Now, all I can do is sit at home, watching the YouTube videos of last season’s games. The same videos I watched, seemingly just moments ago, in sheer anticipation and excitement of putting that uniform back on are now harrowing reminders of the truth that they represent my last games as a Huskie. Every day of this year, I have looked forward to baseball season, towards playing with my brothers again. Towards mental conditioning in Coach Andrew’s classroom every day. Towards long days in the weight room after practice. Towards game days that didn’t end until the sun got too low for us to finish.
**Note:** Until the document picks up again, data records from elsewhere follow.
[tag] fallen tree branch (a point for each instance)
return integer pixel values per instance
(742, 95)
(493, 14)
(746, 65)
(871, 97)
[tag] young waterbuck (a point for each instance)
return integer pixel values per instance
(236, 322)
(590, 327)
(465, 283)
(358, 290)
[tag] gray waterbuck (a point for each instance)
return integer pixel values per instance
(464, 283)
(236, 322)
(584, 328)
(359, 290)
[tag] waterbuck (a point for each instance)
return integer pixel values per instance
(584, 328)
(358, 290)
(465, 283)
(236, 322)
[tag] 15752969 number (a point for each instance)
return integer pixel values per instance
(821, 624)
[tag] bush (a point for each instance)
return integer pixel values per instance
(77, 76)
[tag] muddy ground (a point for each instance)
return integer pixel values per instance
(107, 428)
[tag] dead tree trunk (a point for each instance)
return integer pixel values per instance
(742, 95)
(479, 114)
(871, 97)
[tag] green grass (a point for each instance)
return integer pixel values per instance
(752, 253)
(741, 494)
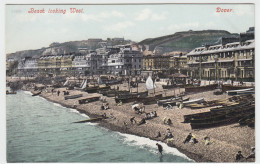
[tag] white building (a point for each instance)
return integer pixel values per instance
(126, 62)
(28, 66)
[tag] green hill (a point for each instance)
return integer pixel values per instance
(186, 41)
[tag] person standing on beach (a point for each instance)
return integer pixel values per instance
(160, 148)
(239, 156)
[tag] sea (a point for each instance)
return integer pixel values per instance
(41, 131)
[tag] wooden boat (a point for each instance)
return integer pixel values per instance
(214, 113)
(149, 100)
(129, 97)
(112, 92)
(88, 100)
(214, 123)
(168, 86)
(73, 96)
(201, 88)
(90, 120)
(231, 87)
(93, 89)
(187, 118)
(241, 91)
(8, 92)
(36, 94)
(219, 120)
(246, 120)
(160, 102)
(174, 102)
(192, 101)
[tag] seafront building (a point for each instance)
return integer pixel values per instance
(127, 61)
(224, 61)
(53, 65)
(178, 64)
(156, 63)
(28, 67)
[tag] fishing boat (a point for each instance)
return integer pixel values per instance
(36, 94)
(160, 102)
(149, 100)
(88, 100)
(191, 101)
(202, 88)
(73, 96)
(173, 102)
(9, 92)
(226, 87)
(168, 86)
(241, 91)
(90, 120)
(225, 120)
(129, 97)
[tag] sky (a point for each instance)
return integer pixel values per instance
(25, 30)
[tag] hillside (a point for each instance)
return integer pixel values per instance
(185, 41)
(62, 48)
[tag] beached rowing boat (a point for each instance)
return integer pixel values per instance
(173, 99)
(8, 92)
(130, 97)
(227, 120)
(90, 120)
(36, 94)
(201, 88)
(173, 102)
(191, 101)
(73, 96)
(241, 91)
(88, 100)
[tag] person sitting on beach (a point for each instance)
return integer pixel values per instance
(193, 139)
(111, 115)
(106, 106)
(142, 121)
(207, 140)
(120, 103)
(239, 156)
(104, 115)
(147, 116)
(188, 138)
(160, 148)
(155, 114)
(152, 114)
(158, 135)
(252, 153)
(132, 120)
(169, 121)
(164, 120)
(75, 104)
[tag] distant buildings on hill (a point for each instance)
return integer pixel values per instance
(232, 59)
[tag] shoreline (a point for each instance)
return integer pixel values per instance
(198, 152)
(116, 128)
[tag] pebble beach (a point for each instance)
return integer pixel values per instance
(225, 141)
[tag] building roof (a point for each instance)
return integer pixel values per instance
(178, 75)
(239, 47)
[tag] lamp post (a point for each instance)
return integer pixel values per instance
(216, 66)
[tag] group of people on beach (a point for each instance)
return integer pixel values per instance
(239, 155)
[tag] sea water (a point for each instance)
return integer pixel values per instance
(42, 131)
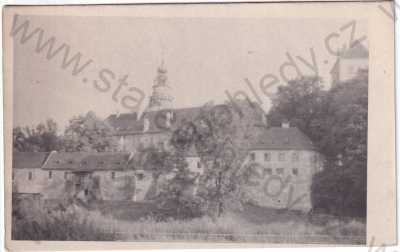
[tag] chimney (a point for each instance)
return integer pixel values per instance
(146, 124)
(285, 124)
(169, 118)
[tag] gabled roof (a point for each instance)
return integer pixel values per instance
(29, 159)
(277, 138)
(85, 161)
(129, 123)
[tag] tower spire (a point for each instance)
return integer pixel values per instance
(161, 97)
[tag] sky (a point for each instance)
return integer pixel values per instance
(205, 57)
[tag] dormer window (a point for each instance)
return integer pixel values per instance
(253, 156)
(146, 125)
(281, 156)
(295, 157)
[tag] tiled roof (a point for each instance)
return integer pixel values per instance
(84, 161)
(129, 123)
(277, 138)
(29, 159)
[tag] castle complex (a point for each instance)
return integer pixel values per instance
(279, 152)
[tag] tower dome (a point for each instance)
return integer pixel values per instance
(161, 97)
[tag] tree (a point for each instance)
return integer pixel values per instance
(347, 146)
(221, 138)
(43, 137)
(88, 133)
(336, 121)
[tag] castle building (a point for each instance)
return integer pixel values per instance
(275, 154)
(283, 163)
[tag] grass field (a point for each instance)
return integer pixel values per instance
(253, 224)
(130, 221)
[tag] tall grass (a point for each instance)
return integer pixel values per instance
(64, 224)
(230, 228)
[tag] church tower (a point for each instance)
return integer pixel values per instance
(161, 97)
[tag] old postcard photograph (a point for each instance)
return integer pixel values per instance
(267, 123)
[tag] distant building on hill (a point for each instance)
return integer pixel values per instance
(349, 63)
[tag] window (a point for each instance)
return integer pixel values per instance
(281, 156)
(313, 158)
(295, 157)
(267, 157)
(253, 156)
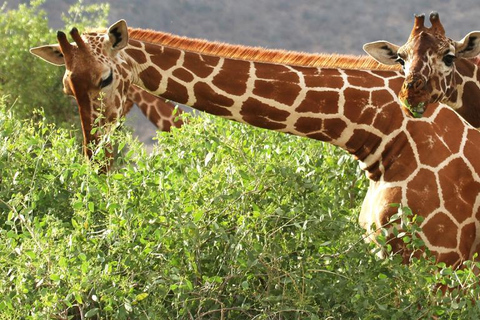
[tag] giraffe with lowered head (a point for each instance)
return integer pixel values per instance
(317, 97)
(159, 111)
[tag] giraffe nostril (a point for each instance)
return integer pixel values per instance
(416, 84)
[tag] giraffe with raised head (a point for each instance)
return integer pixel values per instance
(437, 68)
(310, 96)
(162, 113)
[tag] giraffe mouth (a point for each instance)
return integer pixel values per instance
(416, 111)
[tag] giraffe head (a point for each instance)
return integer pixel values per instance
(430, 61)
(95, 74)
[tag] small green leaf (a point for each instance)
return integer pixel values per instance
(141, 296)
(92, 312)
(118, 176)
(208, 158)
(54, 277)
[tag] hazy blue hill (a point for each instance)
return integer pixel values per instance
(306, 25)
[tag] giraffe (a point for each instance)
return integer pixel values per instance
(159, 111)
(437, 69)
(323, 98)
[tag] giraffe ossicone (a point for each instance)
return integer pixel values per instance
(160, 112)
(437, 68)
(324, 98)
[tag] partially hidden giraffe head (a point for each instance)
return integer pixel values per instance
(429, 62)
(96, 75)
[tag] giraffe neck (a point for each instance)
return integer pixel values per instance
(160, 112)
(465, 95)
(352, 109)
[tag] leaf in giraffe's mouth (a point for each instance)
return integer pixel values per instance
(417, 111)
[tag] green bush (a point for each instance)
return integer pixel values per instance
(220, 221)
(27, 81)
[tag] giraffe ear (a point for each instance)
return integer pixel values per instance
(382, 51)
(118, 35)
(51, 53)
(468, 47)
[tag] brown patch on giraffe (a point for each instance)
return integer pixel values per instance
(319, 136)
(307, 124)
(334, 127)
(428, 143)
(233, 81)
(328, 78)
(177, 91)
(149, 98)
(386, 198)
(468, 234)
(357, 107)
(183, 75)
(459, 189)
(379, 97)
(137, 55)
(398, 160)
(275, 72)
(282, 92)
(362, 143)
(373, 171)
(165, 59)
(154, 115)
(201, 66)
(254, 108)
(389, 119)
(166, 125)
(464, 67)
(450, 258)
(441, 231)
(471, 113)
(422, 192)
(472, 149)
(211, 101)
(134, 43)
(151, 78)
(137, 96)
(325, 102)
(363, 79)
(165, 112)
(449, 127)
(396, 84)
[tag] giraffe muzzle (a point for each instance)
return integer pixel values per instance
(415, 84)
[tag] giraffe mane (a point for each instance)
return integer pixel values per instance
(259, 54)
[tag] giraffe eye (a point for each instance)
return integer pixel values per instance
(400, 61)
(449, 59)
(107, 81)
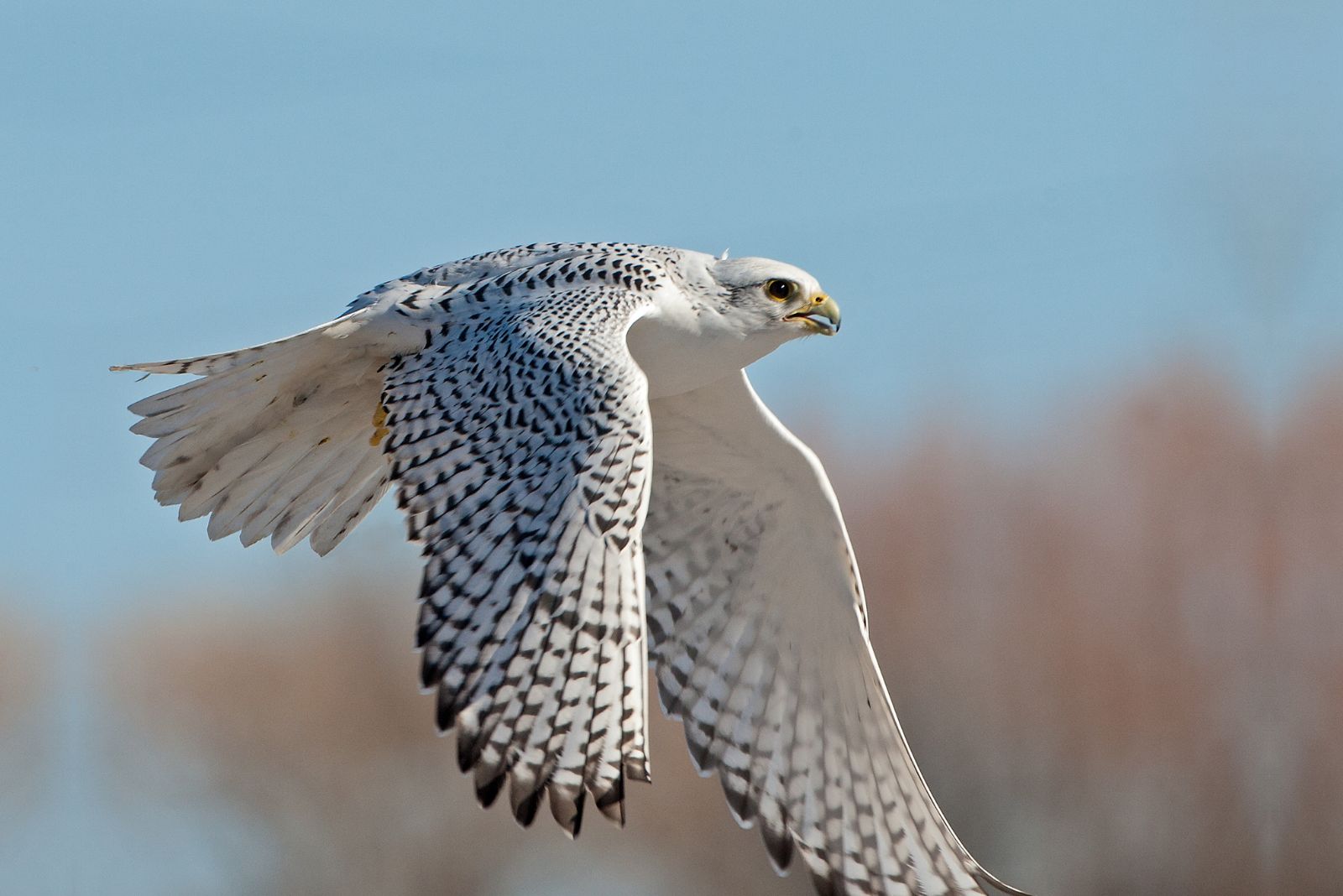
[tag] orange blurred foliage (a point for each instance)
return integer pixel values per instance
(1116, 647)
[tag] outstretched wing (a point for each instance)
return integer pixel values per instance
(760, 647)
(520, 447)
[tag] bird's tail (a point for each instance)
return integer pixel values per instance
(281, 439)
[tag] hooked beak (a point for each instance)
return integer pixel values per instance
(821, 314)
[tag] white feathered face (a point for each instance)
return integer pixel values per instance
(776, 295)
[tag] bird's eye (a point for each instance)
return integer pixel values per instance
(781, 290)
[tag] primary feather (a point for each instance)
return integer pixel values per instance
(588, 468)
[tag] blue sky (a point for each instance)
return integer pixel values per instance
(1014, 203)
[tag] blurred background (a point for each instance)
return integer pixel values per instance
(1085, 418)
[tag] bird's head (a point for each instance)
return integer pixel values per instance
(772, 294)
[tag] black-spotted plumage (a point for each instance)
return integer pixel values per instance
(584, 464)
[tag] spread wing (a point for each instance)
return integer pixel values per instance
(519, 439)
(760, 647)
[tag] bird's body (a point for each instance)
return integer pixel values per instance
(595, 484)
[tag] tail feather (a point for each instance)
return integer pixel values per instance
(277, 440)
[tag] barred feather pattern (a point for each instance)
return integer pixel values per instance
(778, 690)
(520, 445)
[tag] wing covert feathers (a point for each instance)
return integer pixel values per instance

To warm nights in Andrew’s pool after practice. In the spring, baseball becomes everything for me. It’s the best part of life. If I knew that we would lose our senior season, I’m not sure I would have made it through my senior year. 

In the time since the season has ended, I have been thinking about something my JV soccer coach said to us before our big game against PC freshman year. With tears in his eyes, Coach Shufelt explained to us how much he would pay for just one more game, just one more chance to take the field. Now, I completely understand how he feels. I don’t know what I wouldn’t give for another chance to take the field with my teammates. I don’t have the words to describe how it feels to lose something so special, especially this way. It seems surreal. This wasn’t supposed to be how it ended. 

Now, all I can do is turn back to what PN baseball has taught me: focus on what you can control. I can’t control what uniform I will be wearing the next time I step on a baseball field, but I know that what I have been a part of for the last four years of my life is incredibly special. Endings are always sad, especially when they’re unexpected, but that sadness is how I know that I was a part of something worthwhile, something amazing, and something fundamentally changed who I am as a person, and for that I will always be grateful.